The plan is unlikely to work and it’s obvious why. Without the execution needed to get a business off the ground, it would stay there. Without the groundwork in it, the crops don’t appear. Don’t sow, don’t reap.

Starting a business is difficult. Sometimes it feels impossible. There will be times when you want to throw in the towel. But that’s not what entrepreneurs do. They do what it takes to make things work. Sometimes that means getting up early, working late, canceling a party, making calls they don’t want to make, working when they don’t feel like it. This is busy.

Downplay the hard work of the successful

Not only does the anti-hustle culture create the opposite of tenacity and proactivity, it also downplays the success of those who have reaped the rewards of their labor. The early stories of successful entrepreneurs are not those of relaxing and waiting, but of conversation and action. Questioning the way forward, questioning an audience, making requests to unlock opportunities. They took the hard choices to live an easy life, instead of making the easy choices that result in hardship later on.

Preparing for the journey to be challenging and preparing to level up and work through it is much healthier than rejecting all the hustle and bustle. Even those who promote anti-hustle are doing everything they can to get it right. I don’t know a single successful entrepreneur who hasn’t spent a long time trying to get his business off the ground. I know plenty of anti-hustlers who struggle to make a living.

What is the alternative?

Neither crowds nor anti-hust is the solution and there is an alternative. It’s all in the box. Hustle is unhealthy if it is indefinite. When the grind has no purpose, not only will it feel unforgiving, but it will also be untenable. Anti-hustle culture is unhealthy because it underestimates the notion of effort or persistence; both of which are needed in the early stages of business.

A better way of framing is to see your business journey in different stages, start executing. In the execution phase, your goal should be to identify three specific answers. The first is your flagship product or service; that offer you are proud of, that is needed and that solves a specific problem. The second is your target audience; a specific group of people for whom your product or service is perfect, defined by specific characteristics or demographics, and who pay for your product. The third is the medium through which they are reached. Whether it’s networking, Google Ads, your Etsy store, or a referral partner; define this channel in the first stage of the business.
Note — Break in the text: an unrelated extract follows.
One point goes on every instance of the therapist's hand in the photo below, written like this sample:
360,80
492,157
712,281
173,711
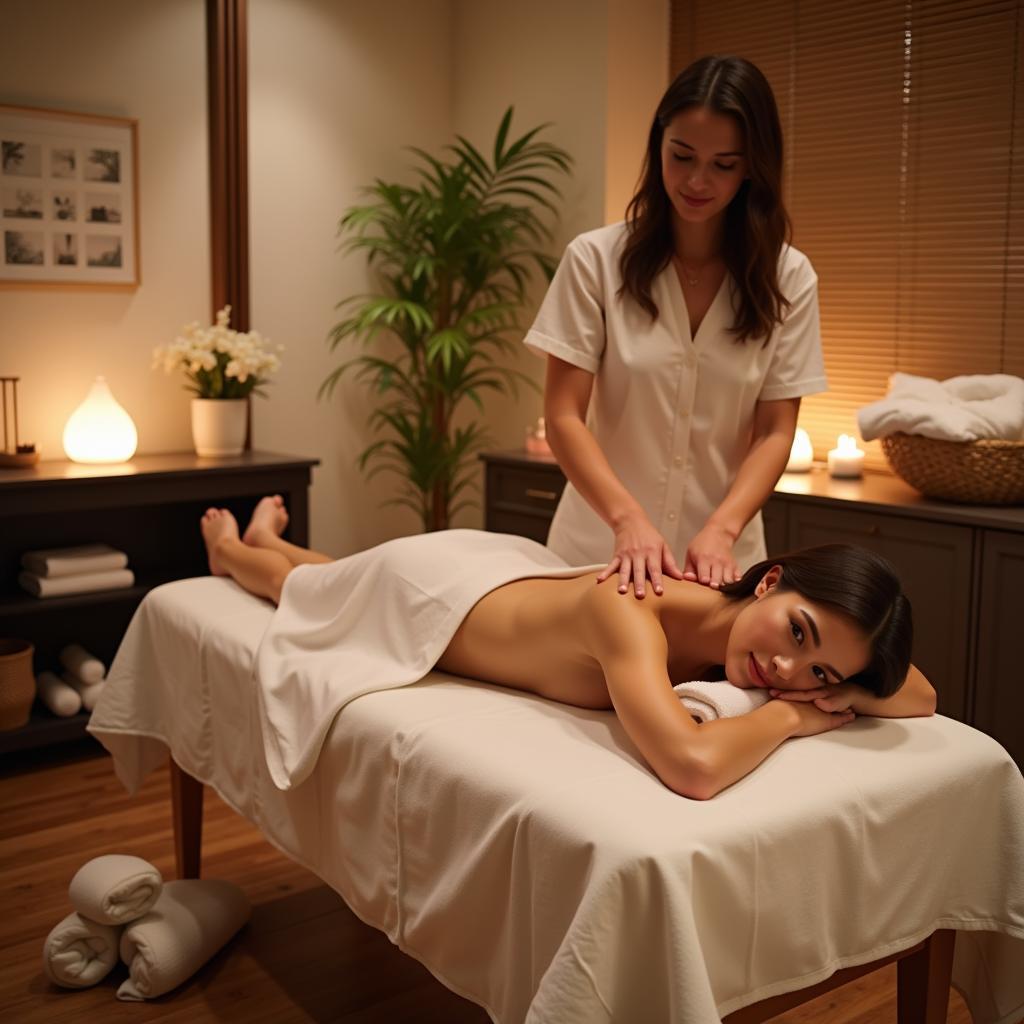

Establishing these three things is the foundation of a successful business. The truth is that defining them usually takes a lot of time and effort, often with no apparent reward in sight. This is the grind entrepreneurs talk about. This is where hustling takes you further and faster and sets you apart from other start-ups that don’t put in the same effort.

When these three factors are established and your business is making money, you have proven that your product fits the market. Instead of lingering here forever, take a small step back to gain perspective on your business. Set a milestone. Write it down, fix it in place, work towards it without the goalposts moving. Reaching this milestone completes your execution phase. Your hassles worked, your efforts paid off, and now you have options for where to go. You can rent, outsource or automate. You can systemize your business so that it runs like a machine. You can rest before hitting another milestone after your last sprint, or you can sit back and let the money flow.

Giving the crowds a purpose makes hard work feel more like playing a challenging game. Instead of a loss of freedom and a large investment of time, you see yourself as solving puzzles, directing traffic and cracking the code of product market fit. The effort is exciting, the days are varied and winning means even more.

Indefinite, ego-driven busyness isn’t the answer, but anti-busyness isn’t either. An exceptional execution phase, with specific actions and a clear goal, can lead to a successful business and a happy life.